US off-trade consumers are settling into new normal following the incredible sales spikes seen at the height of the pandemic, the latest data from Nielsen has shown, but US wine appears to be losing out to imports from New Zealand, Italy and France in the most recent weeks.
According to data for the week ending 22 August, wine in the US off-trade grew 17.4%, marginally lower than the previous week, and well below the 25.2% of the whole Covid period to date. Spirits meanwhile led the charge at with growth of 26.2% (down from 27.2% last week, or 33.5% over the whole Covid-period to date) led by the whiskey (24.2%), which accounts for a third of the spirits category, tequila (+59.1%), ready-to-drink cocktails (+101%) and cognac (+53.2%).
Hard seltzers also saw triple-digit gains, up 113% this week, compared to the same period last year. Although this growth has slowed slightly, it still accounts for 10.2% of sales in the latest week. Craft and super-premium beer also showed strong sales within the core beer category, which rose 9.8% overall.
Drilling into wine sales, sparkling wine grew well ahead of table wine, rising 35.5%, compared to table wine’s 13.3% growth. However, the data showed sales of American table wine are losing out to wines imported from New Zealand (23.6%), Italy (23.3%) and France (18.7%) at a faster rate than pre-pandemic, with the market share of domestic table wine falling 3 percentage points, on the back of a 2.5 percentage point decline in Californian wine.
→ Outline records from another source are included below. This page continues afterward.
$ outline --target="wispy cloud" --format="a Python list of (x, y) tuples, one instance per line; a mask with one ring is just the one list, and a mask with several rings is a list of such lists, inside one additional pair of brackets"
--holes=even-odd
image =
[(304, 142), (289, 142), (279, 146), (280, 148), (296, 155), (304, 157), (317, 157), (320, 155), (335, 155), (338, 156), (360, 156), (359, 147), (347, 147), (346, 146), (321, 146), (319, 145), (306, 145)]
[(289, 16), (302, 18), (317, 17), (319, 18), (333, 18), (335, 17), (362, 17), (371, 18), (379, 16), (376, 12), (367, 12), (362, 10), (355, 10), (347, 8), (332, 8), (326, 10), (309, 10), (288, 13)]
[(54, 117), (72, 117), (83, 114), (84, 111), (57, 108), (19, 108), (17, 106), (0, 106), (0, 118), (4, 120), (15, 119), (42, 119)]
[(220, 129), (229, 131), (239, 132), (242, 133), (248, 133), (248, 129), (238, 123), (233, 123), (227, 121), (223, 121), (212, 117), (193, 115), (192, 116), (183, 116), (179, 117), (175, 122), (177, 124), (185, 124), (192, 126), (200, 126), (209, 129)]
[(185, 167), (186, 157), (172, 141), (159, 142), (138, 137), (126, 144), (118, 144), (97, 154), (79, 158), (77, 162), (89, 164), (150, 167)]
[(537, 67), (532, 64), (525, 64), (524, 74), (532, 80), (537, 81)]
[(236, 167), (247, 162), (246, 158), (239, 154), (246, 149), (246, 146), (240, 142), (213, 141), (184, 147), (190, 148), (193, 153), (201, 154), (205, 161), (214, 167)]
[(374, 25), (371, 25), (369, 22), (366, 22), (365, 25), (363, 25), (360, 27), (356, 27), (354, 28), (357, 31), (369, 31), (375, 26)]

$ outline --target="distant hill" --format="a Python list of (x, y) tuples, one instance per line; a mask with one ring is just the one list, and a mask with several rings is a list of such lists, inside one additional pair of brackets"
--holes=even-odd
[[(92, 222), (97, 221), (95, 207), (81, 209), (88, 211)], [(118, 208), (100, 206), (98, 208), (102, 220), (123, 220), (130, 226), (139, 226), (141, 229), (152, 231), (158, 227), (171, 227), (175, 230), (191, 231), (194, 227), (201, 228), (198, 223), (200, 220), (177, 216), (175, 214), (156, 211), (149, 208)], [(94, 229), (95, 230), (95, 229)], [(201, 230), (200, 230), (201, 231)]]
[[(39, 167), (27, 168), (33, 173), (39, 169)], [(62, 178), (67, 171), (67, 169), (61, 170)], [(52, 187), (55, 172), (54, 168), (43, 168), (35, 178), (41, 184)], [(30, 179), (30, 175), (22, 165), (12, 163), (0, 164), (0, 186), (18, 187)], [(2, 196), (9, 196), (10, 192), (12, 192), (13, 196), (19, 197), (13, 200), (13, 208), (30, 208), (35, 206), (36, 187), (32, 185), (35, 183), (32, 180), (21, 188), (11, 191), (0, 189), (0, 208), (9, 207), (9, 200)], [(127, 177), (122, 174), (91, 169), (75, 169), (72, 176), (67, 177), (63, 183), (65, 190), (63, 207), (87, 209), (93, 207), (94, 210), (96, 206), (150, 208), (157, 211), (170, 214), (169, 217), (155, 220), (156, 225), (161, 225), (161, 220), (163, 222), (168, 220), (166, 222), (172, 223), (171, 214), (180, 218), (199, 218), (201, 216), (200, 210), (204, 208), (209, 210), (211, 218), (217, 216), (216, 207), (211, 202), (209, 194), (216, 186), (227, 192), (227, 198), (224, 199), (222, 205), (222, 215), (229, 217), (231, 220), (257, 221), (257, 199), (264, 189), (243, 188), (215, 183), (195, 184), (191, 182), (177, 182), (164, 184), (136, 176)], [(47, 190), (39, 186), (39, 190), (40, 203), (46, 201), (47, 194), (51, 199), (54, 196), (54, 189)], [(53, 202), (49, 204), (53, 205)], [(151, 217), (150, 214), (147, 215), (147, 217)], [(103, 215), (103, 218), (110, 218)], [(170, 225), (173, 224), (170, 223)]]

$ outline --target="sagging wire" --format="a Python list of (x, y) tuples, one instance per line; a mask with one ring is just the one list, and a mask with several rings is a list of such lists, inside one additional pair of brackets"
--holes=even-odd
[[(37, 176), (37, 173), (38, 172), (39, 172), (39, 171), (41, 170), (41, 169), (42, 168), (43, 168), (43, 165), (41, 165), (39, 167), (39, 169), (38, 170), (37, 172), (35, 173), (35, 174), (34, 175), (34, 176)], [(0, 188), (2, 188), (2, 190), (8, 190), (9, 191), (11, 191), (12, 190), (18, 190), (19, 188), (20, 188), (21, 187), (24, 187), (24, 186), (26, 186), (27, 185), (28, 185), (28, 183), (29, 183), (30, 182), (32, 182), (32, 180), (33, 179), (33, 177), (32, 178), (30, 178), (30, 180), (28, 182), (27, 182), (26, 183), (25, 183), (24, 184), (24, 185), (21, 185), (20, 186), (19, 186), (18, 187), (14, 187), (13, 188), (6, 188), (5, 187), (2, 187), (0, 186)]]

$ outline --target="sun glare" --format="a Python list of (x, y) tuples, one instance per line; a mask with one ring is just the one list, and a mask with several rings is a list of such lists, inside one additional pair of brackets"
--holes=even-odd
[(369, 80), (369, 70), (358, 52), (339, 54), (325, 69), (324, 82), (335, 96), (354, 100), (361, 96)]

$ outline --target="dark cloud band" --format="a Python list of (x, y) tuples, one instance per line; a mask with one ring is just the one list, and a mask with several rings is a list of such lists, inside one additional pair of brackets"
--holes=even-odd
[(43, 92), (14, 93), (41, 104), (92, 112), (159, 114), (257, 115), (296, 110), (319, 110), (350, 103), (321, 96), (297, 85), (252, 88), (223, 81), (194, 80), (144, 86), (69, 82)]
US Consumers are settling into a new normal, according to Nielsen’s vice president of beverage alcohol Danella Kosmal, with year on year trends up 18.5%
However, Kosmal stressed that although off-premise growth rates for alcohol continue to outpace growth rates of total consumer goods, the off-premise growth was not enough to make up for the total losses in on-premise channels. “There has been a significant shift in volume from on-premise channels, which has exaggerated growth rates for off-premise alcohol,” she said.
The latest data showed that the US Wine Market Adapts to “New Normal” According to Nielsen Report premise saw steady growth, showing the seventh consecutive week without decline, with the average rate of sale per average establishment up 3% compared to last week. This metric varied in different states across the US, with New York rising 4% in the last week, and Illinois seeing the strongest growth, at 11%, making it only a third (36%) below the ‘normal’ level of the same week last year.
However, the average rate of sale in outlets that are currently open is still down 22% compared to the same period last year.